Objectives: Acute hemorrhage occurs in up to one third of cirrhotic patients with esophageal varices, often presenting as a life-threatening bleed. Standard management includes resuscitation, prompt medical treatment, and urgent endoscopy with variceal band ligation (VBL) or sclerotherapy. Gastroenterology services are not always available in rural hospitals. A multidisciplinary gastrointestinal bleed protocol was initiated at our institution, with on call Emergency General Surgeons performing upper endoscopy for all suspected variceal hemorrhage with VBL if indicated. VBL was also introduced in our institution for both primary and secondary prophylaxis against variceal hemorrhage.

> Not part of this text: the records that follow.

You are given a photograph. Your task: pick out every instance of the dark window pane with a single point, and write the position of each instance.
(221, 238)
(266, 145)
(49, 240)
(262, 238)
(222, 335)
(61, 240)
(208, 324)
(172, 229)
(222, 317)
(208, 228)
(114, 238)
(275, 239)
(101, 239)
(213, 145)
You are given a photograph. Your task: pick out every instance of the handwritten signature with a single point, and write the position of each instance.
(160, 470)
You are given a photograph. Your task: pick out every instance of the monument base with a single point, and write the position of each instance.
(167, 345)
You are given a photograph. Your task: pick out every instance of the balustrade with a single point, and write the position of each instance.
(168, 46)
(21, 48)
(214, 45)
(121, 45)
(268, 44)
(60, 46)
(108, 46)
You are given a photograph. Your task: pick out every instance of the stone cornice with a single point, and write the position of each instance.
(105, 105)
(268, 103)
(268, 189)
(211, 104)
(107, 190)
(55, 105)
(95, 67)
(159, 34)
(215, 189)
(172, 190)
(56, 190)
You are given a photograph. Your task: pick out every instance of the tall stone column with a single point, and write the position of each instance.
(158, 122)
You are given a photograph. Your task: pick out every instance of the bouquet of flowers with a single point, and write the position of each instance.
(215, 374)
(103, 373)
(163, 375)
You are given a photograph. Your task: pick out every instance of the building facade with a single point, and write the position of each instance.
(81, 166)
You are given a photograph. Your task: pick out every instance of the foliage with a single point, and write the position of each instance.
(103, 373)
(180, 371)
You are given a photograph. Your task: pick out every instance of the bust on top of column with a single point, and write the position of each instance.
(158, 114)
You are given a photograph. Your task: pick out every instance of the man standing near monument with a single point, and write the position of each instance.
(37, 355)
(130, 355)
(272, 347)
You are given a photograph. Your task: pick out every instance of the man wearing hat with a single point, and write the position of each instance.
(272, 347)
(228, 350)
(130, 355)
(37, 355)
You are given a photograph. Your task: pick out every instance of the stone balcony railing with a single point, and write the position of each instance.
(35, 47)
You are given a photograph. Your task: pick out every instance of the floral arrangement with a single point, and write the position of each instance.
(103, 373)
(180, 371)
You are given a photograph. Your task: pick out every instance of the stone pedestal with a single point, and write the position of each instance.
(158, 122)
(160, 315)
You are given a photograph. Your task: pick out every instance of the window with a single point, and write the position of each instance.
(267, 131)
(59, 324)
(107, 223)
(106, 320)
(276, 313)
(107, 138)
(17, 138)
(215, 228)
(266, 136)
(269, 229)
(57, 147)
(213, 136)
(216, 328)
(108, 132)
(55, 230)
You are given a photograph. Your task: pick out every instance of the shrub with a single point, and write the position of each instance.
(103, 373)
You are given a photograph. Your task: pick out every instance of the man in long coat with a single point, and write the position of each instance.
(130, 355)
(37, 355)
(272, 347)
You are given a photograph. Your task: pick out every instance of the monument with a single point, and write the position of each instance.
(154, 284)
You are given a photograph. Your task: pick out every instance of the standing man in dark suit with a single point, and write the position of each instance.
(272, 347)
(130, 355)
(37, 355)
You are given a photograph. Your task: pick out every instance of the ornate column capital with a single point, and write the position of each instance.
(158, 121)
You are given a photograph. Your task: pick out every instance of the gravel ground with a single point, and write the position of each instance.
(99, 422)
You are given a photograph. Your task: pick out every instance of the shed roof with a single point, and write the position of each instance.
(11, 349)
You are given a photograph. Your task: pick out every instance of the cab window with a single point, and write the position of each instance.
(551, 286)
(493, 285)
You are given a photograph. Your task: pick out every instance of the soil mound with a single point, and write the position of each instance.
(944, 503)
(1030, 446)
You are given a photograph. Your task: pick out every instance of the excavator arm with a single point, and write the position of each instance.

Methods: All patients who underwent VBL at our institution during the 16 month study period were included for review. Indication for endoscopy and the etiology and severity of cirrhosis were obtained. Outcomes including treatment failure (thirty day re-bleed), procedural complications, readmission and mortality were recorded.
Results: Following initiation of the variceal bleed protocol, 25 patients underwent VBL a total of 35 times. The procedure was performed for acute bleeding 28 times, and as prophylaxis 7 times. In the acutely bleeding population, we observed an average Na-MELD of 15.25 with 82% of patients having a Child-Pugh score of B or C. We recorded no technical complications from the endoscopic band ligation procedure. There was one episode of early rebleeding following intervention for acute hemorrhage (3.5%), two readmissions within 30 days (7.1%) and three mortalities within 30 days (10.7%). None of the prophylactic procedures had a post operative complication, bleeding event, or mortality; there was one admission within 30 days for an unrelated medical event following prophylactic VBL.
Conclusion: VBL performed by General Surgeons in rural practice environments has an acceptable safety profile with high rates of technical success.